Data Through the Looking Glass: Part 1
An introduction, and the Three Commandments of Good Data Analysis
Information, Writ Large
Claude Shannon changed the meaning of the word information. He took an everyday word with a vague meaning, information, and gave it a concrete, mathematical definition. Isaac Newton did this too, three centuries earlier. Before Newton, mass was a concept, not a unit of measure. Force could not equal mass times acceleration, because none of those quantities were defined. And like Newton, Claude Shannon’s mathematical definition of information changed the world. Combined with the invention of the transistor in 1947, the groundwork was laid for a new age of humanity — the Industrial Age withered away and the Information Age was born.
Eighty years later, data is everywhere. More people than ever are highly educated and closely connected by quasi-instantaneous global communication, with easy access to vast quantities of data. And with this explosion of data, the fundamental problem of experimental science is increasingly relevant to the non-scientist: What does it mean to do data analysis?
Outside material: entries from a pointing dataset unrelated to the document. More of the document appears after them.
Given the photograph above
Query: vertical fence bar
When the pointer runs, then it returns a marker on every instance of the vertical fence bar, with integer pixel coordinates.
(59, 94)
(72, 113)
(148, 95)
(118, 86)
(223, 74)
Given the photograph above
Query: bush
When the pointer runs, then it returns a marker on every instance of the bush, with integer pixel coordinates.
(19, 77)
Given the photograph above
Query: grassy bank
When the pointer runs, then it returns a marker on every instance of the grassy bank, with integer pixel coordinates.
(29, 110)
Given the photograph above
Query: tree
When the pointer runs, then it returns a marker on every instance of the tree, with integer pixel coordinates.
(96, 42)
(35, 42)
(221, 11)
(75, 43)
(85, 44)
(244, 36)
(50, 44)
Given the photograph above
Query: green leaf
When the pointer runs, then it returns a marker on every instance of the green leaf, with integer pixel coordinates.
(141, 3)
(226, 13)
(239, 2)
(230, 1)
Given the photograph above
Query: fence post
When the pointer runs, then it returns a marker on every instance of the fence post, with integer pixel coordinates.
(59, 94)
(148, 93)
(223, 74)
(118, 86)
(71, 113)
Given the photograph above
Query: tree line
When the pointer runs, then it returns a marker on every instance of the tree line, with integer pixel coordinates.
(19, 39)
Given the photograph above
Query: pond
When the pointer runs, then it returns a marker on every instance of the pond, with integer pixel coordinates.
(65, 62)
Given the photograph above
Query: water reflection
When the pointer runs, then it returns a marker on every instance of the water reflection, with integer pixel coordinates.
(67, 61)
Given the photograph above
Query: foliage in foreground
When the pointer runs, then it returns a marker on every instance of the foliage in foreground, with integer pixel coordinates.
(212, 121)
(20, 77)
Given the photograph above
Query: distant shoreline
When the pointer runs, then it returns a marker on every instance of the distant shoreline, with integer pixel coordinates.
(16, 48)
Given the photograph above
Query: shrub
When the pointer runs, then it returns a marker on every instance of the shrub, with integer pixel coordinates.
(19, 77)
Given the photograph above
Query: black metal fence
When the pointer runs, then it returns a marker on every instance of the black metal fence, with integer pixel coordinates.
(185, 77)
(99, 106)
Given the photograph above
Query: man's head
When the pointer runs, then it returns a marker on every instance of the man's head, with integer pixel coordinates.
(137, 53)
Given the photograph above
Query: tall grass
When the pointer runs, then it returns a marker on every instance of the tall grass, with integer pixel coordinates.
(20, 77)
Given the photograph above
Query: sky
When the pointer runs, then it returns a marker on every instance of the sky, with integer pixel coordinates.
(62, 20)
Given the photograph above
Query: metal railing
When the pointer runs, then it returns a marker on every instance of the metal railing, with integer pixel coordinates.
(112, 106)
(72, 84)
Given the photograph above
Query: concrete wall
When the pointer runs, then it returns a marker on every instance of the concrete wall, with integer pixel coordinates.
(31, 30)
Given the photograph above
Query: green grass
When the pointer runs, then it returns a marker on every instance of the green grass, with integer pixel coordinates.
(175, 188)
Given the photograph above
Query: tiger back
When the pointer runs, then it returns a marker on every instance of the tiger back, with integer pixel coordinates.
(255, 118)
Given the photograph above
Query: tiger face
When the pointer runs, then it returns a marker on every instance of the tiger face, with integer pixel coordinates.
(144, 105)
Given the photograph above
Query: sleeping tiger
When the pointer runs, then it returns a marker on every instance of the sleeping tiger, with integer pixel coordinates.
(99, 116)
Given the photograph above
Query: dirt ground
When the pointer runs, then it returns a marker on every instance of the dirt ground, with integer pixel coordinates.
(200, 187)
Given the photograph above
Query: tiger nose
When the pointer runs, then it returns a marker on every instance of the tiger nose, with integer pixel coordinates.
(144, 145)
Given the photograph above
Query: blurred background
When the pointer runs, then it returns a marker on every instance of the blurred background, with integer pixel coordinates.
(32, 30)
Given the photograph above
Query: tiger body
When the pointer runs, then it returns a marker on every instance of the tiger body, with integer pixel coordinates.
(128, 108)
Further, what does it mean to do it right?
In this series of posts, I want to write down my thoughts about data analysis, particularly in the scientific context. Now, I tend towards agreeing with Rutherford, who once said:
If your experiment needs statistics, you ought to have done a better experiment.
-Ernest Rutherford
Unfortunately, sometimes your data is just irretrievably messy, and you need to extract signal from noise.
Part 1 of this series will focus on the three commandments of data analysis. Following these three commandments will give you a great foundation for valid data analysis.
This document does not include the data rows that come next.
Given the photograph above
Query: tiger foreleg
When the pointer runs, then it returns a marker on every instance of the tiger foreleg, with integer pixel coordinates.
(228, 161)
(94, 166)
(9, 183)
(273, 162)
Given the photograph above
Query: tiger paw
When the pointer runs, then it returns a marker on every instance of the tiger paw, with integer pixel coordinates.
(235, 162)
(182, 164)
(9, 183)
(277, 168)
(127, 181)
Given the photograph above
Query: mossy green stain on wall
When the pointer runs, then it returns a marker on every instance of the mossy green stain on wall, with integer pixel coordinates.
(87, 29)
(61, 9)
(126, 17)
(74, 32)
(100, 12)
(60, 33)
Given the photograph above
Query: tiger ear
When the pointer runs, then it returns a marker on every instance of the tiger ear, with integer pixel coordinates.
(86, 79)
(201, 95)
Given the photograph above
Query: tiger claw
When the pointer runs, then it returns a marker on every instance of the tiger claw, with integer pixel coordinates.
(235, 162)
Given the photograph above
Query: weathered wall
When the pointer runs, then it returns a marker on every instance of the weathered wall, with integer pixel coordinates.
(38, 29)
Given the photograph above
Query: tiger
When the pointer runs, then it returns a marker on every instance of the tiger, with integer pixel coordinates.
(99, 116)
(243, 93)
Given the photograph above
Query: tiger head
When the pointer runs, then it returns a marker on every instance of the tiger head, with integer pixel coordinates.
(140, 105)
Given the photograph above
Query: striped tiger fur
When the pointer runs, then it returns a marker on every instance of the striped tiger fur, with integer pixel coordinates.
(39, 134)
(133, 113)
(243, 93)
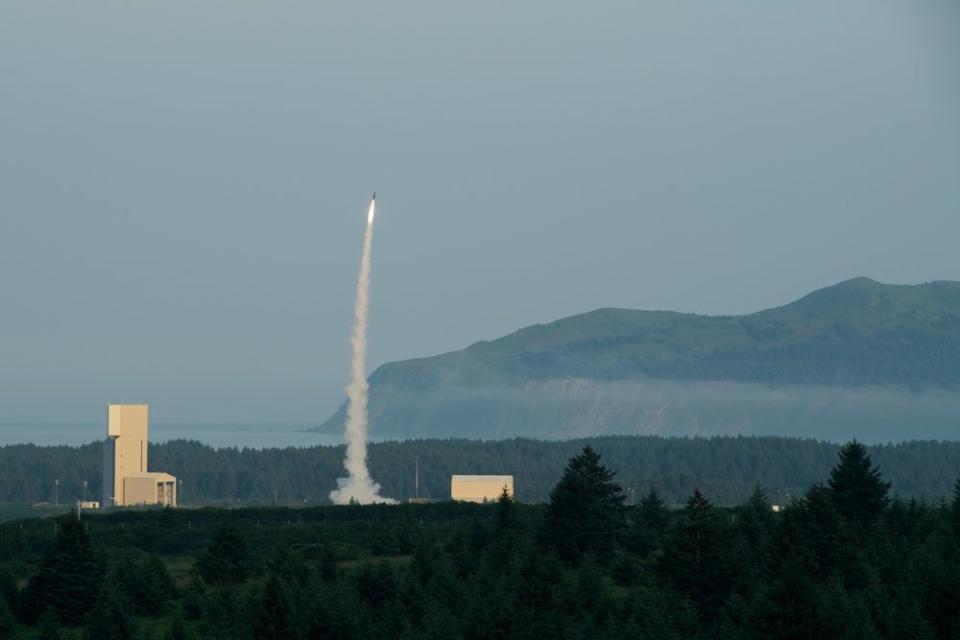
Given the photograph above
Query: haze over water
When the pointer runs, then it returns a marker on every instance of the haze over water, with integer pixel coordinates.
(217, 436)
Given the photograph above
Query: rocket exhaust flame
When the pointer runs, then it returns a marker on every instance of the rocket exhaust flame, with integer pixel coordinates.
(359, 486)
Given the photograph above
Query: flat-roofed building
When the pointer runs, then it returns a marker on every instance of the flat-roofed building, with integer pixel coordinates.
(126, 480)
(151, 487)
(479, 488)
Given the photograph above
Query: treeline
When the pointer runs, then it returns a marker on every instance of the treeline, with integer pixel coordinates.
(726, 468)
(845, 561)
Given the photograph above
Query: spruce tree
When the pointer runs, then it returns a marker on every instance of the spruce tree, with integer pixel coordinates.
(49, 626)
(225, 560)
(8, 589)
(177, 630)
(856, 486)
(272, 615)
(956, 508)
(110, 619)
(506, 520)
(68, 579)
(695, 558)
(8, 624)
(650, 523)
(586, 513)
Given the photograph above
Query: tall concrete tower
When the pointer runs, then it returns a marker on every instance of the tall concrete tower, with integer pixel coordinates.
(125, 451)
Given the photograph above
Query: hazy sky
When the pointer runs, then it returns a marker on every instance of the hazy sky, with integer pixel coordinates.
(183, 185)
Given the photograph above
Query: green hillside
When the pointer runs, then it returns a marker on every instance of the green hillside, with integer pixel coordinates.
(819, 366)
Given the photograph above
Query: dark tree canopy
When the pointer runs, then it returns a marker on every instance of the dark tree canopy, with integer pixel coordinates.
(697, 553)
(225, 560)
(586, 510)
(69, 578)
(857, 487)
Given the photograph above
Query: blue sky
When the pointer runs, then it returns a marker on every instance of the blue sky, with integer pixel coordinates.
(183, 185)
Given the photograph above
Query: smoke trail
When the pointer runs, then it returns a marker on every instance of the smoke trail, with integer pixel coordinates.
(359, 486)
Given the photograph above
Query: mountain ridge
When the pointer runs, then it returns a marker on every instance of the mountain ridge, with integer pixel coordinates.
(613, 370)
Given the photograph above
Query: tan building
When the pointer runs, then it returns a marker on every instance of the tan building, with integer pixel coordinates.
(126, 480)
(150, 488)
(479, 488)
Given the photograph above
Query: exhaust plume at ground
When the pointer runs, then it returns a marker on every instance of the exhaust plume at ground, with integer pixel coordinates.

Parts 2 → N will be quite different — I will explore some case studies of bad data analysis, from honest mistakes to incompetence to outright fraud, because learning how to do something wrong is almost as important as learning how to do something right.
THE FIRST COMMANDMENT
Be certain thou hast done the correct experiment.
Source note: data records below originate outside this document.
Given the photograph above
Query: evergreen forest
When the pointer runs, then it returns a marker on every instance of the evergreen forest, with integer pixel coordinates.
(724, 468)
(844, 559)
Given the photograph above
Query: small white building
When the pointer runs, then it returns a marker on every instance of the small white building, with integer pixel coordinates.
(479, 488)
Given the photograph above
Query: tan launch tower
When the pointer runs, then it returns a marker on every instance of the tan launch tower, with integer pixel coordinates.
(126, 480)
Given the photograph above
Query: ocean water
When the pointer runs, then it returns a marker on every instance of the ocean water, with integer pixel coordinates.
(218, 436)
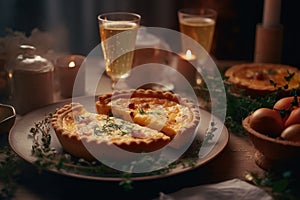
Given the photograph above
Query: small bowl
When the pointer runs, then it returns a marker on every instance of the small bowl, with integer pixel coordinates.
(272, 153)
(7, 118)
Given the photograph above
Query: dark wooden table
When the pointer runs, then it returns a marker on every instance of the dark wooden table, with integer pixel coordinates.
(233, 162)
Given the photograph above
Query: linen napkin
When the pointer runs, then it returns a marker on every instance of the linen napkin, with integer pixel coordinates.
(234, 189)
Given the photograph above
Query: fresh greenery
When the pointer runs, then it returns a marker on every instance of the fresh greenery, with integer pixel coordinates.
(49, 158)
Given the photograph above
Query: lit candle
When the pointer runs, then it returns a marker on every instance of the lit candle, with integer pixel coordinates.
(68, 67)
(271, 15)
(186, 65)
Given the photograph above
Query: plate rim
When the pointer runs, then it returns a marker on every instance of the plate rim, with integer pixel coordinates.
(224, 138)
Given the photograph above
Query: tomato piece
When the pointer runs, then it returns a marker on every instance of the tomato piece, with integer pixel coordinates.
(292, 133)
(293, 118)
(285, 105)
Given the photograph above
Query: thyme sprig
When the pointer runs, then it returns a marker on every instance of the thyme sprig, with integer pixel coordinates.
(48, 157)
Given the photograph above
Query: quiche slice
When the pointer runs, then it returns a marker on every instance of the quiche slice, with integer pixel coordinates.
(76, 128)
(176, 117)
(257, 79)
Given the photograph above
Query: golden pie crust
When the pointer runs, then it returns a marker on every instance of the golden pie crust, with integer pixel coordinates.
(75, 128)
(164, 111)
(254, 78)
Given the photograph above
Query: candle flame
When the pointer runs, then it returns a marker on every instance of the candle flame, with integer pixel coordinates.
(188, 54)
(72, 64)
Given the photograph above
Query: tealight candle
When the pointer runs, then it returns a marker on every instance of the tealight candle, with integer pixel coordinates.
(68, 67)
(186, 66)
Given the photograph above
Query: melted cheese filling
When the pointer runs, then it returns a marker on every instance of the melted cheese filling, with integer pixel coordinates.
(160, 114)
(106, 128)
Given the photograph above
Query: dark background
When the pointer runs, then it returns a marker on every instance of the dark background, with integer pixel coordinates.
(76, 20)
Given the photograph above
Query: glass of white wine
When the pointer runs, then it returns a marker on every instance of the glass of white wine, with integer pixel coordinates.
(118, 31)
(199, 24)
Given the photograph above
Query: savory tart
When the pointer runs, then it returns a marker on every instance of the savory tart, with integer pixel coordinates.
(256, 79)
(163, 111)
(75, 128)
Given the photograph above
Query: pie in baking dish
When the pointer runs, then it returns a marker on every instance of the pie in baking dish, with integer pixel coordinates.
(164, 111)
(75, 127)
(262, 78)
(133, 120)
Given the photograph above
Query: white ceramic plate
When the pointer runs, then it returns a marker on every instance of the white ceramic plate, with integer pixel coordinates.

The basic problem with analysis is summed up by the following quote:
If you torture your data long enough, it will confess to anything
- Ronald H. Coase
Data analysis is at least partially subjective. Data is (usually) some large set of numbers and labels that must be compressed into human-readable “meaning.” The bias of the experimenter creeps into this process in two ways.
The experiment design — I chose to do this particular experiment in this particular way, and my choice of methodology determines which data I will measure.
The analysis of the results — It’s my job to turn many, many numbers into a “conclusion,” whatever that means. But my inherent biases color my interpretations of that data.
Experimenter bias in science is impossible to avoid, given that someone (or some-thing, when the machines show up) is doing the science. Good experimental design mitigates failure mode 1 to the greatest extent possible. Since this series of posts is going to be primarily on analysis, not design, I’m going to skip detailed discussion of failure mode 1 and focus on failure mode 2.
Let’s look at a couple examples.
Faster-than-light Neutrinos
Let’s say you’re a scientist looking for a type of neutrino, and, shockingly, you find some that appear to be moving faster than the speed of light!
You check your data really carefully, and do all the appropriate significance testing, finding a significance of p = 2 * 10^-7 — less than 1 in 1,000,000 chance of a false positive. You publish your results exactly as you find them, and invite the scientific community to scrutinize them for possible errors and to replicate them.
This is exactly what happened at OPERA. The scientists at OPERA did everything right when they saw these physics-breaking neutrinos. They knew that this result was almost certainly wrong, but they did all the appropriate data analysis, correcting for all the right sources of noise, and still got a faster-than-light neutrino. The OPERA scientists published their results and asked for help from the broader community.
As it turned out, the OPERA experiment had a loose cable that caused their neutrinos to gain a few nanoseconds relative to their reference clock. Instead of measuring the speed of their neutrinos, they were measuring the time delay caused by their loose cable.
This is an important lesson — data analysis cannot compensate for experimental errors.
The OPERA scientists correctly analyzed their data, and their statistics correctly informed them that this was not a result obtainable by chance (p < whatever). But that didn’t matter, because they weren’t actually measuring their neutrino speed, so their conclusion was completely wrong.
My Very First Paper
The very first paper I ever published was very nearly complete garbage. Here’s my first paper, called Laser-Driven Electron Lensing in Silicon Microstructures. I was trying to measure the strength of a lens (this type of lens focuses beams of electrons). The key metric was something I called contrast: electrons detected when the lens was on divided by electrons detected when the lens was off.
I had just completed my first set of experiments, and I had measured pretty good looking data! There was only one problem, the contrast I measured (~20%) was about double what I thought it should have been (~10%).
I discussed my suspicions with my advisor, and he also felt that this was suspicious. My measured curve looked nearly identical to my simulated curve, but how could I measure more contrast than I simulated? Shouldn’t it be the other way around? I decided to do the experiment again, just to be sure.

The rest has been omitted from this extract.